Did they operate that ship inside the USA?
What did they do with this helicopter?

I heard that it was a contract with the US government in 1967, and that no regular work was done.

Does anybody have some information about that interesting story?

http://www.military.cz/russia/air/helicopters/mi_10/big/Mi-10_7.jpg

S92mech
1st Sep 2005, 14:06
I've heard stories about this from some of the old timers. When I go back to work I will try to find out something for you.

BravoKilo
1st Sep 2005, 19:38
PHI certainly operated a Mi-10, the only one to be exported. It was a long legged version as in the photo.
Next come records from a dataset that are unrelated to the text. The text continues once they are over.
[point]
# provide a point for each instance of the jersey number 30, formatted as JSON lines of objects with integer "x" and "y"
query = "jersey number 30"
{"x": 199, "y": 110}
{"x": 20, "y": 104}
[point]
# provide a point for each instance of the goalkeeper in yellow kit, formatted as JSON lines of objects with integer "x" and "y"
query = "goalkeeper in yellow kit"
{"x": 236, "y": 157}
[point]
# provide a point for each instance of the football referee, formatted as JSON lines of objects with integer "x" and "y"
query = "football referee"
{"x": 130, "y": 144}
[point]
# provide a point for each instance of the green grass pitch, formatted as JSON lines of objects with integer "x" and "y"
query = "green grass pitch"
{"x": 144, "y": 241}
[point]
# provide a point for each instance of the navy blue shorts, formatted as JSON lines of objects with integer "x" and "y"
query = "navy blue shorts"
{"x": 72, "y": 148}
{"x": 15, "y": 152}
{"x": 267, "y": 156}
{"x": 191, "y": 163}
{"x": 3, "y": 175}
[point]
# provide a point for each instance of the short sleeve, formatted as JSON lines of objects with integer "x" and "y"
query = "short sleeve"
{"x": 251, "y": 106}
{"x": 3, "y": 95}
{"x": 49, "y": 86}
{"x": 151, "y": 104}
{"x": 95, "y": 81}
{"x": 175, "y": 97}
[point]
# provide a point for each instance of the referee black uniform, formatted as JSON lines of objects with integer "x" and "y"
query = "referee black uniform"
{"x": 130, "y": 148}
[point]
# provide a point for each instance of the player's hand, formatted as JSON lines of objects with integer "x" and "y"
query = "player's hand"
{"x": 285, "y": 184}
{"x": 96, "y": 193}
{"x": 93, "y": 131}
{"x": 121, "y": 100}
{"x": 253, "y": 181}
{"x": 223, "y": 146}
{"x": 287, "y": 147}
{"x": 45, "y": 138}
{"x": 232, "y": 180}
Probably late 60's was when it was operated.

Its serial was registered N16556. If my memory is correct I think I remember reading it was used on an oil contract in South America for a while.

Would like top hear what happened to it.

BK

hotzenplotz
1st Sep 2005, 23:39
I've got this from another forum.
I hope it's okay for everybody when I post it here, because I think this is a story worth to be told...

I was one of the pilots that flew the Mil-10 for PHI. It was brought into the USA in boxes and put together in a large hangar at New Iberia airport. Inside the hangar were representatives from Sikorsky, Pratt&Whitney, GE, etc. etc.

The helicopter was test flown around the Lafayette area using a BH-204 as a chase aircraft.

It was to be sold to an overseas operator, and the big PHI letters on the side were painted over, but at the last minute the deal fell apart. PHI was repainted on the Mil-10.

PHI got a contract in Ecuador with Texaco to use the Mil-10 to haul bulldozers and trucks into the Andes where they were building a pipeline across the mountains to the Pacific coast. The helicopter left New Iberia on Jan. 28, 1970, along with two BH-205's, for the ferry flight to Ecuador.

At some fuel stops in Mexico, jet A was trucked in using 55 gal. drums, days in advance, just to refuel the Mil-10. When the helicopter got to Columbia, there was a problem with the fuel control on the APU. Without the APU, it was impossible to start the main engines. We tried using start carts from the airlines, but no luck. After sitting in Columbia for several months, a new fuel control arrived from eastern Europe, and by then, Texaco decided they didn't need the Mil-10. So PHI elected to take it to Alaska, where the pipeline project was just starting.

On the first ferry flight leg back north, laning in Panama, the main transmission developed a crack and leak. The helicopter was parted out and sold to various companies. Rotor blades went to Sikorsky, engines went to GE, etc. The fuselage was scrap and parked behind a hangar.

I was in Panama several years later and went over to the big yellow fuselage and found several families living inside.